Apple Cuts iPhone 6s And 6s Plus Component Orders By 30 Percent Due To Slowing Demand

The negative news about Apple's iPhone demand just keeps coming. After shares of the company's stock finished in the red this year for the first time since 2008, a new report now indicates that component orders for the Apple iPhone 6s and iPhone 6s Plus have been cut by a sizeable 30 percent due to slowing demand for the devices heading into the new year.

The report states that Apple was overly bullish on sales expectations for the devices in the December quarter, and as a result, a slew of available iPhones remain on the shelves.

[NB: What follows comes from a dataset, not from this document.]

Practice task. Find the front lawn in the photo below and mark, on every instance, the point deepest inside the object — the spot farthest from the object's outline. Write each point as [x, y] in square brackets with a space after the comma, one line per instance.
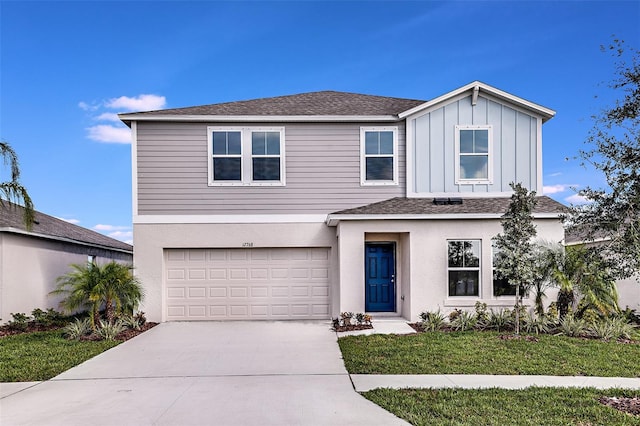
[532, 406]
[487, 353]
[43, 355]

It also indicates that Apple initially instructed its suppliers to keep pushing out new handsets at the same pace as that of the 2014 iPhone 6 and iPhone 6 Plus, based on that year's record breaking sales of the new devices.

Another recent report signaled a change in fortunes for the company's flagship smartphones, as Foxconn, the company that manufactures the iPhones for Apple in China, had begun reducing overtime for workers involved in the handsets' production.

The new report, which comes from a highly reliable source, the Nikkei Asian Review, only solidifies other recent rumors of a slowdown in demand for Apple smartphones. In addition, top analysts at FBR & Co., RBC Capital Markets, J.P. Morgan and Morgan Stanley have all recently reduced their estimates for iPhone sales.

The reduced demand appears to be at least in part due to a wider trend that will continue to affect other smartphone manufacturers, as Samsung, Apple's biggest competitor, has recently acknowledged it expects a reduction in smartphone sales in 2016.

Still, Apple has always been one to rise above whatever current demand or economic issues were dictating the fates of its rivals by differentiating itself through superior technological and design innovation. While the company was once able to briefly rest on its laurels in the odd numbered years that brought us the "s" models, it appears that some consumers are no longer willing to shell out the cost of a new handset for a phone that only includes incremental improvements (in the most recent case, 3D Touch and upgraded camera capabilities). Perhaps it's time for Apple to rethink the two-year cycle and bring something really worthwhile to the table every time, in order to entice consumers on the fence not to wait until next year.